= Tuesday Club (Bangladesh) =

The Tuesday Club is an informal group of foreign diplomats based in Dhaka, Bangladesh. Its membership includes the ambassadors and high commissioners of Australia, Canada, Denmark, France, Germany, Italy, Japan, the Netherlands, Norway, South Korea, Sweden, Switzerland, the United Kingdom, and the United States, along with the Ambassador of the European Commission and the United Nations Resident Coordinator. All the nations in the Tuesday Club are major donor nations to the People's Republic of Bangladesh.

The Tuesday Club had played a crucial role in the 2001 general election.

In 2005, tensions emerged between the Government of Bangladesh and foreign diplomats in Dhaka over the upcoming general elections. Foreign Minister M. Morshed Khan publicly criticized the 'Tuesday Group' for what he termed interference in Bangladesh's internal affairs. The group had expressed concern about ensuring free and fair elections and proposed a roundtable discussion involving domestic and international stakeholders.

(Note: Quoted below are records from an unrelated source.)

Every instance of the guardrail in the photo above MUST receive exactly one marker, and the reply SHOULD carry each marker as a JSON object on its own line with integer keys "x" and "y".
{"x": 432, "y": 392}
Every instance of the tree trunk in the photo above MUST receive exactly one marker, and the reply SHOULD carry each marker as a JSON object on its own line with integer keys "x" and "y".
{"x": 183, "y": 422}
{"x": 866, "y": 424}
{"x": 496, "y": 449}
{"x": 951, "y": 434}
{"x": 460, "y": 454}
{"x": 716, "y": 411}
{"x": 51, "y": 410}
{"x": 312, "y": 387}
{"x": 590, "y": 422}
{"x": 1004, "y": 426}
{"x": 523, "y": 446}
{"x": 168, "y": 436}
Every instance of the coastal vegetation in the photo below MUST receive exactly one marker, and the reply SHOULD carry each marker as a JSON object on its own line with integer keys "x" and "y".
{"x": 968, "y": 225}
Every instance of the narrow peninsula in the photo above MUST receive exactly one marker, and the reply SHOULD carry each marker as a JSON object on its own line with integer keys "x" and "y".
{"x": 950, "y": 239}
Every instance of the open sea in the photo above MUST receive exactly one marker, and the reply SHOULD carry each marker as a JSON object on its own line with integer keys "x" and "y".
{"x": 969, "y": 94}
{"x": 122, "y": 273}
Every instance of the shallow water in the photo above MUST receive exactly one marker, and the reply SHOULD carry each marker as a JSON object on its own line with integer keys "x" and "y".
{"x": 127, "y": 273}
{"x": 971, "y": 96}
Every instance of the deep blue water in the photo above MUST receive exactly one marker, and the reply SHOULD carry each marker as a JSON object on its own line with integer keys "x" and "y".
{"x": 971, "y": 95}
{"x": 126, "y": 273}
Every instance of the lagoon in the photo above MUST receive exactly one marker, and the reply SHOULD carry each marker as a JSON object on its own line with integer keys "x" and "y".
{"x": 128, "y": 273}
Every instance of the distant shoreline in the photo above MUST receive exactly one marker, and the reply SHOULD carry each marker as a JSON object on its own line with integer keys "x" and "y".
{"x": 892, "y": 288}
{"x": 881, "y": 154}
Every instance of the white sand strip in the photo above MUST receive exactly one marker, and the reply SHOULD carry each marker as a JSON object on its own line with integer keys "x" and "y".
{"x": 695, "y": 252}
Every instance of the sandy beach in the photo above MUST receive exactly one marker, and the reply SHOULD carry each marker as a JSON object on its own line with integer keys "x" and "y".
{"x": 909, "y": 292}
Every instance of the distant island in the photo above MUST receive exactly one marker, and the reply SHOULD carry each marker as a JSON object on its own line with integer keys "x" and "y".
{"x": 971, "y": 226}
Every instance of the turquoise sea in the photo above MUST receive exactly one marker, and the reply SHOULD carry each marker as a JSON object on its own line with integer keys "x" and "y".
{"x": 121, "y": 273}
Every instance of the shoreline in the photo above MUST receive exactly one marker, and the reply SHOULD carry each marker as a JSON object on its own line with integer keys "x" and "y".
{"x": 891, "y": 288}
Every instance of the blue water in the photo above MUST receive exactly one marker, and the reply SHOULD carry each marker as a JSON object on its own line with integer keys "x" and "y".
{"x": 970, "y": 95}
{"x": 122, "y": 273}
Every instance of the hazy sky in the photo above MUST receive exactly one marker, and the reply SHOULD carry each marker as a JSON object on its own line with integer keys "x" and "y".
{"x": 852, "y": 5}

Khan rejected their involvement, asserting that diplomatic conduct must respect national sovereignty and constitutional processes, and emphasised that governance in Bangladesh is determined by its Constitution and Parliament, not by external pressure or informal diplomatic forums.

According to newspaper editor Nurul Kabir, the Tuesday Club was primarily responsible for the military takeover by the Bangladesh Army in January 2007.